Get the point? And to that point add back that epidemic AIDS is a continuing threat in Africa and residual AIDS is still an incipient threat in the developed world. Less horrific STDs are a also significant issue of public health, and there is a long and justified tradition of allowing even extreme restrictions of individual freedom — e.g., quarantine for infectious diseases — when necessary to protect public health.

         So: (1) STDs threaten public health. And (2) The abortion rate is too high, period, and as a philosophically vexed and festering political issue — a morally charged issue with deep roots and radical implications — abortion is a constant threat to social peace.

         Both threats can be reduced, and as a practical matter harm reduction and risk reduction are the best we can do, and condoms are useful for reducing STDs and reducing unwanted pregnancies.

         Condoms also give sexually mature human males control over our reproduction and propagandizing for the use of condoms reminds the many occasionally forgetful dick-heads out there that contraception is (also) a male responsibility.

         So it is very important to encourage condom usage, and one way to encourage using condoms is to make it cool and, if possible, just “the way things are done” (in this case, many kinds of sex).

         Images of condoms on porn stars — and maybe some dialog — can get across that message. Real men, the message goes, can get it up and keep it up with a condom on. Real women can get their men up and keep them up and sometimes help get that condom on in interesting and really sexy ways. Real women put out for real men, i.e., real men wearing condoms.

And if there’s an “ageist” message as well — impotent old men avoid condoms, and old couples needn’t bother — well, this old man would be willing to put up with that. (Old farts still control the government and economy so we can be magnanimous about some teasing [and there’s money for rich old men investing in Viagra/Trojan cross-marketing …].)

         I’d also recommend condom pushing with amateur porn. If exhibitionists with decent bodies and delusions of talent want to upload to a porn site, they can demonstrate that whatever weird-ass sh*t they’re doing won’t spread a disease or get someone pregnant who doesn’t want to be pregnant.

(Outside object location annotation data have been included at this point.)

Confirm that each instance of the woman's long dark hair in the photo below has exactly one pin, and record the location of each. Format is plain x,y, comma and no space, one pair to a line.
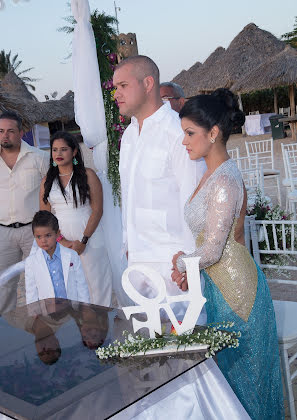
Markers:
220,108
79,178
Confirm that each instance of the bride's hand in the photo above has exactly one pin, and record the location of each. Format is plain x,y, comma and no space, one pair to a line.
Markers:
174,259
66,243
78,247
180,279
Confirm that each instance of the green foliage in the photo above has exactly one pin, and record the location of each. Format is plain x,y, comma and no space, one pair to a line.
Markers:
8,63
210,335
262,210
105,37
112,120
291,37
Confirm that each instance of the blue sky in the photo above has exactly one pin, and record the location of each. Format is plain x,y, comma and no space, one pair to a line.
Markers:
175,34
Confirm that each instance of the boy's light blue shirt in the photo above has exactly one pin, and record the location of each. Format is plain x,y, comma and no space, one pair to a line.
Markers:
55,269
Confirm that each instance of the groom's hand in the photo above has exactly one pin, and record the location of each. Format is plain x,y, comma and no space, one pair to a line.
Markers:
180,279
174,259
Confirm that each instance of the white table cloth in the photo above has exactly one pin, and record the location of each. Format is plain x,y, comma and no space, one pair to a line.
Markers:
255,124
202,393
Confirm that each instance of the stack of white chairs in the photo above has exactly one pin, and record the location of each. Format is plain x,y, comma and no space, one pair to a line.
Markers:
264,150
234,153
281,239
254,113
252,175
290,163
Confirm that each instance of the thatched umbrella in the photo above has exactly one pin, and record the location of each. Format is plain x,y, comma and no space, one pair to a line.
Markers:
13,103
33,112
12,84
194,85
250,48
279,70
185,77
54,110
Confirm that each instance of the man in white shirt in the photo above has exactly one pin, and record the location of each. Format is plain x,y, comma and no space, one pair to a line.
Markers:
157,176
22,168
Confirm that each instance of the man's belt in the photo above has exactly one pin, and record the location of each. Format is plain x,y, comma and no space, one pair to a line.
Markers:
16,224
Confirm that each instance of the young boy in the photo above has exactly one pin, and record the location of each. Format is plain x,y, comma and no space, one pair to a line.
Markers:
53,271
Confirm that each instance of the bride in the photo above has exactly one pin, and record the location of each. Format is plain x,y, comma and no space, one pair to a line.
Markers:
74,194
235,288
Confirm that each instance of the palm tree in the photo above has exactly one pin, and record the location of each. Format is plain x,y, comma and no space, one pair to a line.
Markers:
105,38
8,63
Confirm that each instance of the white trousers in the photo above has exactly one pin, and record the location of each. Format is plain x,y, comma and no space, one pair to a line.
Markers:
15,245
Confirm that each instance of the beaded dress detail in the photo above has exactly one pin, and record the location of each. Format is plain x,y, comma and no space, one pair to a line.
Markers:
236,290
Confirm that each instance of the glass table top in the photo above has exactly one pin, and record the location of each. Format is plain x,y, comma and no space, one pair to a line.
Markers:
49,369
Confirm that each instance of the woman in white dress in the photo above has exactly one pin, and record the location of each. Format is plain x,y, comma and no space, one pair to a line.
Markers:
74,194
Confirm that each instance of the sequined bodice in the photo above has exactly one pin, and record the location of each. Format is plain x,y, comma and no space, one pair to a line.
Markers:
212,217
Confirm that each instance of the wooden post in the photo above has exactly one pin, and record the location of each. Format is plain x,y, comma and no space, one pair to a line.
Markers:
292,100
275,101
241,108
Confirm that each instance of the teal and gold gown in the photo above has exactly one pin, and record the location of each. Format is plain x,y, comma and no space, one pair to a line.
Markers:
236,290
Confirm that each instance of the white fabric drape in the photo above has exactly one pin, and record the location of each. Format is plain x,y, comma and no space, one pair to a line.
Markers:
90,116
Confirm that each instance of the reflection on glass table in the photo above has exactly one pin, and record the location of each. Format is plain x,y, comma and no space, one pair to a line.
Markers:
48,363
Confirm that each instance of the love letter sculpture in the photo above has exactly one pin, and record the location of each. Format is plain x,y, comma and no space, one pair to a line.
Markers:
162,301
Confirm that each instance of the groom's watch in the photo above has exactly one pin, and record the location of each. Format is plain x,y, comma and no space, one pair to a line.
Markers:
84,240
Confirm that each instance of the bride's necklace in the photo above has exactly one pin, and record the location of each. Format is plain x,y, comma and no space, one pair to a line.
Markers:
66,174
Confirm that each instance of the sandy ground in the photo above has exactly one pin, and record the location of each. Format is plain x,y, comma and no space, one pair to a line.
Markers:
278,292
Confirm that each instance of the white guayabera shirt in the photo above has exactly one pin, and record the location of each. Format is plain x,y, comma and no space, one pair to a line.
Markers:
19,186
157,177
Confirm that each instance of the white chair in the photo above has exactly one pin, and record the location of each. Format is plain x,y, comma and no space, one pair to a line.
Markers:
264,150
252,175
234,153
291,162
290,147
280,239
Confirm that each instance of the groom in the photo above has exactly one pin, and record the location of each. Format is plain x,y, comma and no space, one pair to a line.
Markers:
157,176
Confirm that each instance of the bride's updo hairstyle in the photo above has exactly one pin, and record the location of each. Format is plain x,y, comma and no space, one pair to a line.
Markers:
79,179
220,108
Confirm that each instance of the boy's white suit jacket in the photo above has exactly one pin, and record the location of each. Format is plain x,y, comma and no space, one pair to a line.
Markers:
38,280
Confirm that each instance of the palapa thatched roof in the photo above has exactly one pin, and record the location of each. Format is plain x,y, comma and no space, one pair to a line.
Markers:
53,110
223,68
185,76
250,48
193,84
34,112
279,70
12,84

Regulating amateur film-making is even more problematic than with the pros, but I would hope that Measure B would pressure porn sites to make clear that every medium has rules for “Standards and Practices” and that responsible pornos — classy, professional looking pornos — feature guys with condoms.

         “Because that’s the way it’s done.” That’s the message you want: condoms should become fashionable and then unremarkable, like not spitting on the floor, or even in a spittoon.

         Or at least that’s the way it should be done until STDs go the way of smallpox and polio and until we get effective contraception for males and females rather more elegant that rubbers.

         Until people are fertile only when they desire to reproduce, until the human population is a whole lot healthier than we are today — until then, guys, “Wrap that Willy!”

         So two cheers to the good voters of LA County for drafting porn stars as role models for condom use.

         Maybe just one cheer: the whole celebrity “role model” idea is bad. But make that one rousing cheer: slowing the spread of STDs, reducing the number of abortions, and teaching guys to act responsibly overbalances a lot of bad.